Out of scope — stated plainly

• Correctness of an in-bounds action. Containment bounds the blast radius; it does not make a permitted action right. (Mitigated, not eliminated — see §10.)
• A malicious host below a TEE. Operator IP is hardware-protected only at the Sovereign tier; below it, by obfuscation + contract.
• Traffic analysis. The hub is zero-knowledge on content, not metadata. ZK ≠ anonymity.
• Bugs inside the app's own authorized processing. Legation contains and governs a workload; it does not audit its internals.

A guarantee that doesn't name its limits is a slogan. Every limit above is also in GAPS-AND-LIMITS.md in the source tree, because an assessor will find them — better that they read them from us first.

§2 — The membrane (data-flow inversion)

The brain moves to the data; only a projection comes back.

Conventional designs move data to the model. Legation inverts it: the brain (LLM + the operator's skill IP) stays control-side; the hands (the in-VPC enclave) execute next to the data. Raw bytes are read only inside the execute step and never leave it. What crosses the membrane is a redacted, structure-only projection plus a metadata-only audit record — never content.

per-action pipeline — every tool call traverses this, in order

ToolCall ─▶  ① admit          verify the sealed bag offline (SHA-384 Merkle + Ed25519)
            ② recall check    dual-asymmetric kill switch + sensor self-sever → fail closed
            ③ permission gate treaty ceiling (Seneschal 30-check / local allowlist)
            ④ intent gate     action ∈ the signed per-task mandate?  (commit-then-act)
            ⑤ active defense  honeytoken + behavioral-rate sensors → tripwire?
            ╌╌╌╌╌╌╌╌╌╌╌╌╌╌  the membrane  ╌╌╌╌╌╌╌╌╌╌╌╌╌╌
            ⑥ execute IN-VPC  raw data read here, and ONLY here
            ⑦ project         structure-only + covert-channel budget
            ⑧ audit           metadata only — verdict, timestamp, content HASH (never content)
» a Block at ②–⑤ never reaches ⑥. The injected action never touches a byte.

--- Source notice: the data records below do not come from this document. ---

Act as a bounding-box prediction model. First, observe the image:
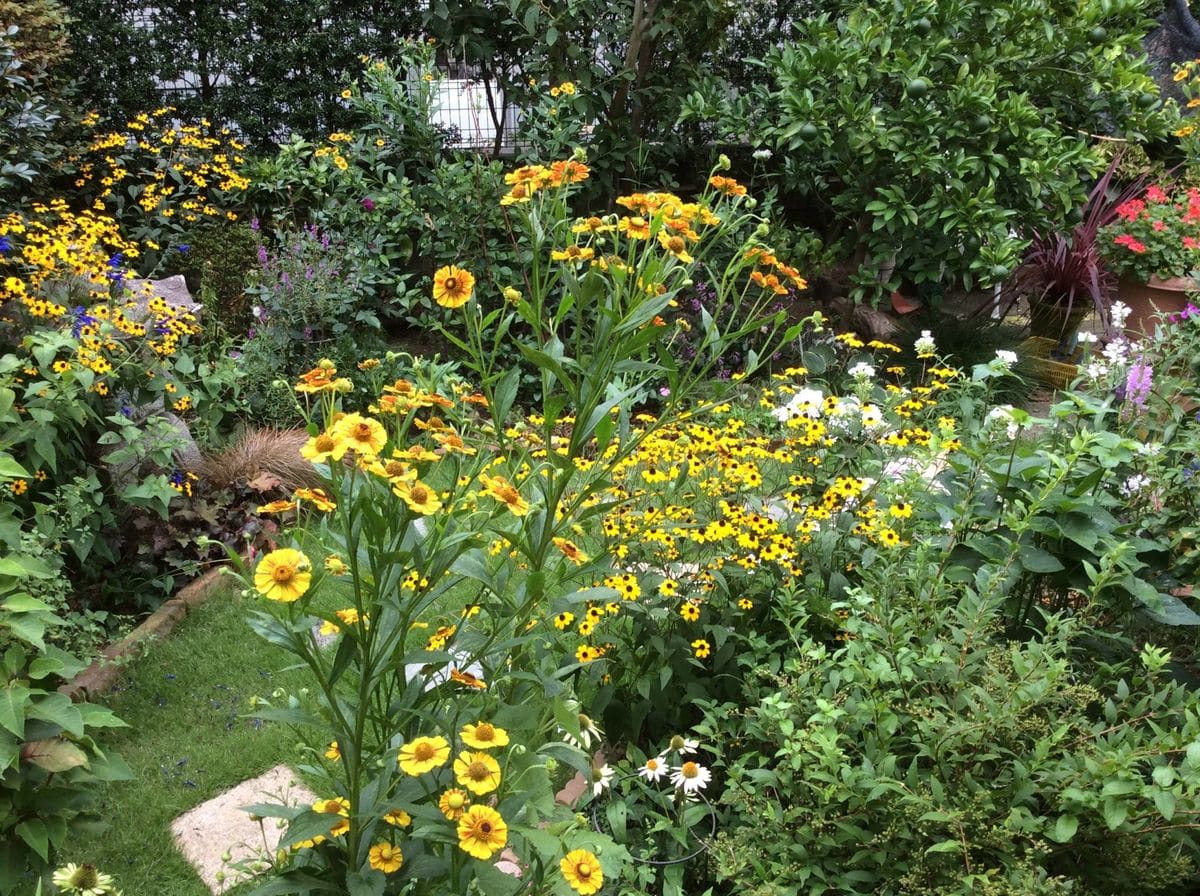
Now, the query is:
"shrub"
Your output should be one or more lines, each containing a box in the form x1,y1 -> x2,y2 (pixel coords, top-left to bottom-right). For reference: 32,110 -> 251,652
704,578 -> 1200,896
689,0 -> 1170,299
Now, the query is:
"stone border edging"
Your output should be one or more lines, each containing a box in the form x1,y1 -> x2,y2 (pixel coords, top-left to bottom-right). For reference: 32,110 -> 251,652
59,563 -> 236,703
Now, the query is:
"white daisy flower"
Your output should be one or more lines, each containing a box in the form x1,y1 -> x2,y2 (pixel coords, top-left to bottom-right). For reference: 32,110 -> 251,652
671,762 -> 713,795
637,756 -> 671,781
592,763 -> 613,796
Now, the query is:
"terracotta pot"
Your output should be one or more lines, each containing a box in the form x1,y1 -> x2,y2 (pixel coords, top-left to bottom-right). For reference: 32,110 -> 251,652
1117,277 -> 1200,338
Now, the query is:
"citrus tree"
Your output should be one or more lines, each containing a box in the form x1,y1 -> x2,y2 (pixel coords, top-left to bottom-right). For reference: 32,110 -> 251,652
686,0 -> 1170,297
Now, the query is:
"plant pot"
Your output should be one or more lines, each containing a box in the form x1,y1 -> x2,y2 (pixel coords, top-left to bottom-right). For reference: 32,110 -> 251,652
1030,293 -> 1092,355
1117,277 -> 1200,338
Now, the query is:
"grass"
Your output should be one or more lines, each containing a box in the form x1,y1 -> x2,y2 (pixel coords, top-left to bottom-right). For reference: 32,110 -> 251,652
61,582 -> 319,896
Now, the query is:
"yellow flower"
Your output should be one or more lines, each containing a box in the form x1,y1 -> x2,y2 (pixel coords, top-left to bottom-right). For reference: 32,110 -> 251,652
254,548 -> 312,603
334,414 -> 388,457
438,787 -> 470,822
300,432 -> 350,463
458,806 -> 509,861
659,230 -> 696,264
458,722 -> 509,750
383,808 -> 413,828
558,849 -> 604,896
367,843 -> 404,874
398,736 -> 450,777
550,246 -> 595,263
454,750 -> 500,794
617,217 -> 650,240
553,539 -> 588,565
433,265 -> 475,308
479,475 -> 529,517
391,480 -> 442,516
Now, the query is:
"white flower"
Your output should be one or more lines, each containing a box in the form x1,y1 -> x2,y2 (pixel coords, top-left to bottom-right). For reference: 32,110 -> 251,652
847,362 -> 875,380
671,762 -> 713,794
1120,473 -> 1150,498
637,756 -> 670,781
770,389 -> 824,422
912,330 -> 937,357
996,349 -> 1018,371
592,763 -> 613,796
1104,339 -> 1130,365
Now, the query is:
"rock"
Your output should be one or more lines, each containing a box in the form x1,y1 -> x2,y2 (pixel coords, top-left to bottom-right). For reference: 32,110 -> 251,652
851,305 -> 900,342
125,273 -> 202,320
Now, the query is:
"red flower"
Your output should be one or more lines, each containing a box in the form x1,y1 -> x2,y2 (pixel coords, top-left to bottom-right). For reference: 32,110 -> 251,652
1112,234 -> 1146,255
1117,199 -> 1146,221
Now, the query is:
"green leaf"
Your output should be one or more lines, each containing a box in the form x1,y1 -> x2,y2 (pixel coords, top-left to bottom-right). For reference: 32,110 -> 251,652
20,738 -> 88,772
1048,816 -> 1079,843
0,681 -> 29,738
13,818 -> 50,861
1104,800 -> 1129,831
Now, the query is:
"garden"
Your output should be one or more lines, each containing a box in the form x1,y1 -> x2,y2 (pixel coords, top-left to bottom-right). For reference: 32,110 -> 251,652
7,0 -> 1200,896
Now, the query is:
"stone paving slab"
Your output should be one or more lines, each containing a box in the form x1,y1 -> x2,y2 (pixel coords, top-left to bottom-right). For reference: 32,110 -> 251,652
170,765 -> 317,895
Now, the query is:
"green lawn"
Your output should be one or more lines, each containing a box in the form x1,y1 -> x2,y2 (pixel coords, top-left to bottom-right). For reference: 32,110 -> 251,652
61,582 -> 314,896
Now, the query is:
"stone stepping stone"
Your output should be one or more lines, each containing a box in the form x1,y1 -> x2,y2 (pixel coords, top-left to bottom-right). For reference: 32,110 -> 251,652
170,765 -> 317,895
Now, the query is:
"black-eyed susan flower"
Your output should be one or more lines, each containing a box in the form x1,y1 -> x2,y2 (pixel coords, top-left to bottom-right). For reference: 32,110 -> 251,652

Steps ②–⑤ are pure, deterministic, air-gap-safe — no network, no model, no clock held internally (timestamps are supplied at the boundary so the path is reproducible and testable). The enforcement decision is the same in a SCIF as on a developer's laptop.

§3 — Three enforcement layers

Containment, then intent, then an immune response.

The enclave does not merely prevent out-of-bounds actions. It holds an agent to the plan it committed to, and it reacts to compromise that stays in bounds. Three independent layers, composed.

Containment

The treaty — a both-sides-signed contract — is the standing ceiling: the tools an agent may ever call, its autonomy ceiling, its data classification. The membrane + the gate enforce it. The agent cannot exfiltrate and cannot exceed the treaty.

Intent — commit-then-act

The standing treaty answers "may it ever?" — not "should it, for this task, now?". So the brain declares its plan as a signed mandate before processing any untrusted input. The in-VPC gate freezes the agent to that plan. An action a mid-task injection introduces is outside the committed mandate and is refused — deterministically, before it touches data.

Active defense — the immune response

Detection, not just prevention. Honeytokens (bait carried in the signed treaty) and a behavioral rate baseline watch every action. A tripwire self-severs the embassy — fail-closed, before execute — and the operator cannot override it.

§3.1 — Intent conformance, precisely: a warrant narrower than the contract.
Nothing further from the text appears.